1. Convert Python list into a NumPy array (matrix)
1.1. my_matrix = [[1,2,3],[4,5,6],[7,8,9]]
1.2. np.array(my_matrix)
1.2.1. returns
1.2.1.1. array([[1, 2, 3], [4, 5, 6], [7, 8, 9]])
1.3. Converting a Python list of lists into a NumPy array produces a matrix
2. Generate a vector using arange()
2.1. Same idea as the regular Python range() function
2.2. np.arange(0,10)
2.2.1. returns
2.2.1.1. array([0, 1, 2, 3, 4, 5, 6, 7, 8, 9])
2.3. np.arange(0,11,2)
2.3.1. returns
2.3.1.1. array([ 0, 2, 4, 6, 8, 10])
2.3.2. 3rd parameter represents steps within range
2.3.2.1. Step defaults to 1 if omitted
3. Generate a vector or matrix using zeros()
3.1. np.zeros(3)
3.1.1. returns
3.1.1.1. array([0., 0., 0.])
3.2. np.zeros((5,5))
3.2.1. returns
3.2.1.1. array([[0., 0., 0., 0., 0.], [0., 0., 0., 0., 0.], [0., 0., 0., 0., 0.], [0., 0., 0., 0., 0.], [0., 0., 0., 0., 0.]])

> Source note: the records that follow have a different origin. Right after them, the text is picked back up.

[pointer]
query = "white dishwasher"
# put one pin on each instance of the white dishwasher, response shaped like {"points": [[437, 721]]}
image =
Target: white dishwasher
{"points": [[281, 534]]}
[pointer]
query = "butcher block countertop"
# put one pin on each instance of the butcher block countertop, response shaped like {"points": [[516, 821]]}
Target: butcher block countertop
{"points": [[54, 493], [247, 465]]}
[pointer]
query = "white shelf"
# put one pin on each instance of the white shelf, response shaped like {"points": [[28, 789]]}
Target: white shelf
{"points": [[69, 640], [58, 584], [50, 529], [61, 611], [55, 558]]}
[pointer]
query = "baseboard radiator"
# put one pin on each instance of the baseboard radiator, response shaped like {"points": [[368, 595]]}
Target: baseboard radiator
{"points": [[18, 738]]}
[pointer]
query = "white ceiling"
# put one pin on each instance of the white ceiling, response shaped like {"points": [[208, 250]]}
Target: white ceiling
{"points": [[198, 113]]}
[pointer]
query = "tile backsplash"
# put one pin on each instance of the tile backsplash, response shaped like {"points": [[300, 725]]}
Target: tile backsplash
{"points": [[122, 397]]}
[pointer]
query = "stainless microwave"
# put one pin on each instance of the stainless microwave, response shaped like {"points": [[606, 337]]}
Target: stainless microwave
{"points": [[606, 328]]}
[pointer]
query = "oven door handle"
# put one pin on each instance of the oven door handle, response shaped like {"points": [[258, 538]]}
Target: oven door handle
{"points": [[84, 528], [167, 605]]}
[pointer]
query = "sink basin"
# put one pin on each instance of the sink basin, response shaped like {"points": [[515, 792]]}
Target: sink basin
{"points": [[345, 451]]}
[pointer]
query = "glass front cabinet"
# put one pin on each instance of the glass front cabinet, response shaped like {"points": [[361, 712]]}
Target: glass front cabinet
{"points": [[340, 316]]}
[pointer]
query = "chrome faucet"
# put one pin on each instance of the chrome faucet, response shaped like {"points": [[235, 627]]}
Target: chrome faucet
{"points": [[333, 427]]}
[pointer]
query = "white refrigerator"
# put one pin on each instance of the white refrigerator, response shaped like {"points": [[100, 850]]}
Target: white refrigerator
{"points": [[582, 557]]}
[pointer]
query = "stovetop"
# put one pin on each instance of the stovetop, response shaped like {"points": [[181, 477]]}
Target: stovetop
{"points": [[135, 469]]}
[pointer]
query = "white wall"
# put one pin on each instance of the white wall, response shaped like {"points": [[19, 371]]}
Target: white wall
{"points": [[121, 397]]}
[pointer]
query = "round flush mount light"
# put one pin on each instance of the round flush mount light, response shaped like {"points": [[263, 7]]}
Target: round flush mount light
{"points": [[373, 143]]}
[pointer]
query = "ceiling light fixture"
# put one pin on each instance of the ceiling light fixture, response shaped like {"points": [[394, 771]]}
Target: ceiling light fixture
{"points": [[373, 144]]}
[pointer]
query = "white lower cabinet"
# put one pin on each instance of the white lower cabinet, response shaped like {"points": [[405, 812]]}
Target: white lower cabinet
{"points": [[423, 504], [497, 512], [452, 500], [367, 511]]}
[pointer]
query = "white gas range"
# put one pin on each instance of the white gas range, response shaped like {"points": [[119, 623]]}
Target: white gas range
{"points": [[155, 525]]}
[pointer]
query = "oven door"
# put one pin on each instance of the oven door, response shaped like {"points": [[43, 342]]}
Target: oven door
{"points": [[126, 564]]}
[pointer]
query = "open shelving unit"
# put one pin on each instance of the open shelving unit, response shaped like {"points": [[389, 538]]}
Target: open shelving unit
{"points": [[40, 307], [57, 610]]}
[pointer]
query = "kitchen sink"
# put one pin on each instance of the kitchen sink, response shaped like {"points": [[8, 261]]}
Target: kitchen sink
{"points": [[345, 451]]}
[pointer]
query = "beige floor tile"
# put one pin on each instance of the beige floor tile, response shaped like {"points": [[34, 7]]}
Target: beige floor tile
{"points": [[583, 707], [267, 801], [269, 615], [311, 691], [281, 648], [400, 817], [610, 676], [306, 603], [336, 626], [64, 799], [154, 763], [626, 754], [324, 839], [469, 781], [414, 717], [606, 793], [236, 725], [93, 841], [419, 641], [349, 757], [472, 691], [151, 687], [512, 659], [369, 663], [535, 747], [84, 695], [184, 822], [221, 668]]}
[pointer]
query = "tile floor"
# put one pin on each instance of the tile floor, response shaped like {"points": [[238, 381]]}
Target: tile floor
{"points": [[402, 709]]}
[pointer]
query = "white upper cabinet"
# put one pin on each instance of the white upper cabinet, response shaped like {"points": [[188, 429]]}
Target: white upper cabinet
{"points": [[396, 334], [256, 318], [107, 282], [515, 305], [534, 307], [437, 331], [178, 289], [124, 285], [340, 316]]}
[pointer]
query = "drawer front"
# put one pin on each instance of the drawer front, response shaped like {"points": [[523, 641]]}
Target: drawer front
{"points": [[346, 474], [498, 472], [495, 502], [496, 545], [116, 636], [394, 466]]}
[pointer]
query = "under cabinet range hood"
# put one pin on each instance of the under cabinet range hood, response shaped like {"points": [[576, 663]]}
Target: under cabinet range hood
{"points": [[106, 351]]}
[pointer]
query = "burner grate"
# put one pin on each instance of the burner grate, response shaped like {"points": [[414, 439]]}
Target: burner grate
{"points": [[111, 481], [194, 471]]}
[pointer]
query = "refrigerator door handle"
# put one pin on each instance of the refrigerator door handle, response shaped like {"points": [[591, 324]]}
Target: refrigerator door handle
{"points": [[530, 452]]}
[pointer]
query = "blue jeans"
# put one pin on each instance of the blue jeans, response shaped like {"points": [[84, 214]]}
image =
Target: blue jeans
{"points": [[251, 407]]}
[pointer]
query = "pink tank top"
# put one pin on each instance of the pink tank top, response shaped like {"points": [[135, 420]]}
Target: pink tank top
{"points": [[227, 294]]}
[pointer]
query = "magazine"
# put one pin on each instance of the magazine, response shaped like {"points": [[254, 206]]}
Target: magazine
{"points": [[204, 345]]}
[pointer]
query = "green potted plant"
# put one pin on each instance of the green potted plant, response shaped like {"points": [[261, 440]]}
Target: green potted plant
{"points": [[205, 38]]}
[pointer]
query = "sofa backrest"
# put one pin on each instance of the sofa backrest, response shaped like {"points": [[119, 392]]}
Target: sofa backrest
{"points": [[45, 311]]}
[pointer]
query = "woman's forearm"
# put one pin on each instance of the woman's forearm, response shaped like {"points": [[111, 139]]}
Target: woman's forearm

4. Generate a vector or matrix using ones()
4.1. np.ones(3)
4.1.1. returns
4.1.1.1. array([1., 1., 1.])
4.2. np.ones((3,3))
4.2.1. returns
4.2.1.1. array([[1., 1., 1.], [1., 1., 1.], [1., 1., 1.]])
5. Generate a vector using linspace()
5.1. Generates vector of x evenly spaced real numbers
5.2. np.linspace(0,10,5)
5.2.1. returns
5.2.1.1. array([ 0. , 2.5, 5. , 7.5, 10. ])
5.3. np.linspace(0,10,30)
5.3.1. returns
5.3.1.1. array([ 0. , 0.34482759, 0.68965517, 1.03448276, 1.37931034, 1.72413793, 2.06896552, 2.4137931 , 2.75862069, 3.10344828, 3.44827586, 3.79310345, 4.13793103, 4.48275862, 4.82758621, 5.17241379, 5.51724138, 5.86206897, 6.20689655, 6.55172414, 6.89655172, 7.24137931, 7.5862069 , 7.93103448, 8.27586207, 8.62068966, 8.96551724, 9.31034483, 9.65517241, 10. ])
6. Generate a vector or array of random numbers
6.1. There are many functions available in the numpy.random module
6.2. numpy.random.rand()
6.2.1. Generates random real numbers (between 0 and 1) sampled from a uniform distribution
6.2.2. np.random.rand(2)
6.2.2.1. returns (example, as values will vary every time)
6.2.2.1.1. array([0.12951961, 0.68036502])
6.2.3. np.random.rand(5,5)
6.2.3.1. returns (example, as values will vary every time)
6.2.3.1.1. array([[0.53260029, 0.23110178, 0.22437151, 0.32726671, 0.35275669], [0.38391098, 0.57314848, 0.83391491, 0.26184908, 0.44225526], [0.82415001, 0.78749242, 0.2203844 , 0.47017526, 0.67203803], [0.16425649, 0.01922595, 0.29285104, 0.62818089, 0.60613564], [0.07582013, 0.87625715, 0.15295453, 0.93799875, 0.57165435]])
6.2.3.2. Note that unlike zeroes and ones, you don't pass in a tuple as single argument to get the matrix, you pass in two separate arguments to define shape of the matrix
6.3. numpy.random.randn()
6.3.1. Generates random real numbers sampled from a standard normal distribution
6.3.2. np.random.randn(2)
6.3.2.1. returns (example, as values will vary every time)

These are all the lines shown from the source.